The journalist who exposed the Jimmy Savile child abuse scandal has revealed: "We didn't do anything the police could not have done themselves."
Mark Williams-Thomas was behind the ITV documentary "The Other Side of Jimmy Savile" which was aired in October and revealed allegations against Savile which have led to some 450 possible victims of the former DJ coming forward.
Speaking to the Sunday Times he revealed how he asked BBC staff if they would mind him picking up a Newsnight investigation into the story which the BBC decided not to air in November 2011. They told him they would not.

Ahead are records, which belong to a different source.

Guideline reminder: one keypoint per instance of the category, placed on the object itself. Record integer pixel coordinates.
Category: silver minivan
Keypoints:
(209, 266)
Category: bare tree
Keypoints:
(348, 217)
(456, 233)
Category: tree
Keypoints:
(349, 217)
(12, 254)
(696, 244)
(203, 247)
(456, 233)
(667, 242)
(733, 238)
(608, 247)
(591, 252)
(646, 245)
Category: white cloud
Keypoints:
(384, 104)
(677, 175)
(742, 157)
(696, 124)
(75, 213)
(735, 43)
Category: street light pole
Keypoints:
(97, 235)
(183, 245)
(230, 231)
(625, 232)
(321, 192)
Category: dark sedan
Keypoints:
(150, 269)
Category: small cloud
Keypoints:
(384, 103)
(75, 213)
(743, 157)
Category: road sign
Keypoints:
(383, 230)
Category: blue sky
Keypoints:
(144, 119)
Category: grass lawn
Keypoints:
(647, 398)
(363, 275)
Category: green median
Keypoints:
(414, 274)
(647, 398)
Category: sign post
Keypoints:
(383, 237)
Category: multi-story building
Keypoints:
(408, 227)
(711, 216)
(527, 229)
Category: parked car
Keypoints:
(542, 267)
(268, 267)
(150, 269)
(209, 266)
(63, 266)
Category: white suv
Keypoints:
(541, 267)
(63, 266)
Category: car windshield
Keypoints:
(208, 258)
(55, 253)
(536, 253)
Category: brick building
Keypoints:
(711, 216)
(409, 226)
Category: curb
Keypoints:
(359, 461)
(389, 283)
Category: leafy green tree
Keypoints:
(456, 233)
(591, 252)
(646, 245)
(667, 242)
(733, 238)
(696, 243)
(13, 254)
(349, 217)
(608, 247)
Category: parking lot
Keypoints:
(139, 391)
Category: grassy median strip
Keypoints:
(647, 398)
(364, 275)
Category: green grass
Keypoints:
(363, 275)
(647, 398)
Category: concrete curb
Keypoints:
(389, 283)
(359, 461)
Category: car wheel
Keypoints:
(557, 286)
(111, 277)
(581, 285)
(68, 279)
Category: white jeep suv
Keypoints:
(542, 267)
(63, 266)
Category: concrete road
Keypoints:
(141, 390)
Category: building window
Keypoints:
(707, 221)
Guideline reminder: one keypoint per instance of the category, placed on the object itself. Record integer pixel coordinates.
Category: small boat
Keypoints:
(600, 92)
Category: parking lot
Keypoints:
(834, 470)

The former policeman, 42, has been a journalist for the last 10 years. He revealed that in the weeks after the broadcast of his ITV documentary he received "serious threats". He told the paper: "I have to take precautions because there are some people out there who are not happy".
Savile was interviewed by police in 2009 over four alleged indecent assaults at Stoke Mandeville Hospital. Williams-Thomas believes that if Savile had been named publicly then, other victims would have come forward and he could have faced justice while he was alive.
He added: "So there is a real value in naming people but we also have to be very careful about how we do that."
Under new legislation teachers accused of crimes against children now have automatic anonymity untiil they are charged.
Speaking about the impact of the Leveson report on police-press relations, he said: "We've now got to a position where the police are so reluctant to tell you anything. It's gone too far the other way."